Les autorités marocaines renforcent les contrôles et interpellent des suspects
Face à ces appels répétés à franchir illégalement la frontière, Rabat a décidé d’agir. Un porte-parole du ministère de l’Intérieur a confirmé que plusieurs individus soupçonnés d’être impliqués dans la diffusion de ces canulars en ligne ont été arrêtés.
Des procédures juridiques ont été formellement enclenchées contre les vecteurs de ces fausses informations, relayées par l’agence officielle MAP.
Le bilan humain et matériel de la crise de juillet à Ceuta
Cette nouvelle alerte intervient alors que l’enclave tente de surmonter les conséquences d’un afflux historique. Fin juillet, environ 72.000 migrants étaient entrés illégalement dans la ville en quelques jours, tandis que le ministère espagnol de l’Intérieur recensait environ 70 000 personnes reconduites vers le Maroc. Environ 2 000 personnes, dont plus d’un millier de mineurs non accompagnés, sont toutefois restées sur place selon l’administration locale.
Le coût humain de ces traversées s’avère lourd. Rabat fait état de 11 décès récupérés de son côté, tandis qu’une commission espagnole de spécialistes en médecine légale déplore au moins 80 morts sur le versant espagnol. Parallèlement, plusieurs ONG locales, dont l’Association marocaine des droits humains (AMDH), estiment le nombre de victimes à au moins 141.

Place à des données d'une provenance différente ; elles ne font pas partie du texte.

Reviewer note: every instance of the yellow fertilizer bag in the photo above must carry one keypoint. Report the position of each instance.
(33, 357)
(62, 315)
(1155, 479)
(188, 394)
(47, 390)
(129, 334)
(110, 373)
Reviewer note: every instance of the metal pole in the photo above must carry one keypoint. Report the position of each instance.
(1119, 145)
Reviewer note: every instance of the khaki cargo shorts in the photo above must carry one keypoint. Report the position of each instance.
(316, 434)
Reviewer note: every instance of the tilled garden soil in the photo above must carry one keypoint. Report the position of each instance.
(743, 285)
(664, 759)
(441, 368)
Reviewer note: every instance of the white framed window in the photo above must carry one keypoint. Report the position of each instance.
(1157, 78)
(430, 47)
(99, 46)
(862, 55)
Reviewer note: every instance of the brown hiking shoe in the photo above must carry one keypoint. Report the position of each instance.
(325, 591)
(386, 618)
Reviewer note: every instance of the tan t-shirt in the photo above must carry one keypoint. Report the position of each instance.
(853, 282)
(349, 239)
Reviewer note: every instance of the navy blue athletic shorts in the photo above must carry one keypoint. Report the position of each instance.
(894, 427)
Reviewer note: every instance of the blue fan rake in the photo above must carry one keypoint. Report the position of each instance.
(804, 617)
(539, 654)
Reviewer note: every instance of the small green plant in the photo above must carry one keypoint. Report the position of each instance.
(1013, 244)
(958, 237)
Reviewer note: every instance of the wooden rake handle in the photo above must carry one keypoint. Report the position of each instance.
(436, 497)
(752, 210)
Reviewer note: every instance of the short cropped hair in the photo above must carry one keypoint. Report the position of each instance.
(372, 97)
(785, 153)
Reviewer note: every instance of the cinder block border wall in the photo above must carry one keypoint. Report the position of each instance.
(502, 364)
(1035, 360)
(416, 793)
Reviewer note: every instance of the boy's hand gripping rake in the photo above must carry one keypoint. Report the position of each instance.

Le barrage flottant érigé par l’Espagne face aux arrivées en mer
Pour parer à de futures arrivées maritimes et contourner une jurisprudence complexe, le gouvernement de Pedro Sánchez a opté pour une solution physique. L’Espagne a installé un barrage flottant sur la digue de Tarajal. Cette barrière maritime de 500 mètres de long, renforcée par une ligne de bouées et une portion immergée d’un mètre, est pleinement opérationnelle depuis le début du mois d’août.

Cette infrastructure vise à neutraliser les effets d’un arrêt de la Cour suprême espagnole qui entravait les refoulements immédiats à la nage, une disposition que les réseaux de passeurs exploitaient selon les autorités. Par ailleurs, les autorités espagnantes rappellent que Ceuta relève d’un régime spécial depuis 1991 et ne fait pas partie de l’espace Schengen, ce qui exclut toute circulation libre vers le continent européen.
Réactions diplomatiques et tensions européennes autour des frontières
L’ampleur de la situation a provoqué des ondes de choc diplomatiques en Europe.

En France, le ministre de l’Intérieur Laurent Nuñez a annoncé l’activation de la Force frontière d’intervention rapide (FFIR) pour durcir les contrôles en profondeur le long de la frontière franco-espagnole, soulignant la coordination étroite entre Paris et Madrid face aux répercussions de cette crise migrulaire inédite.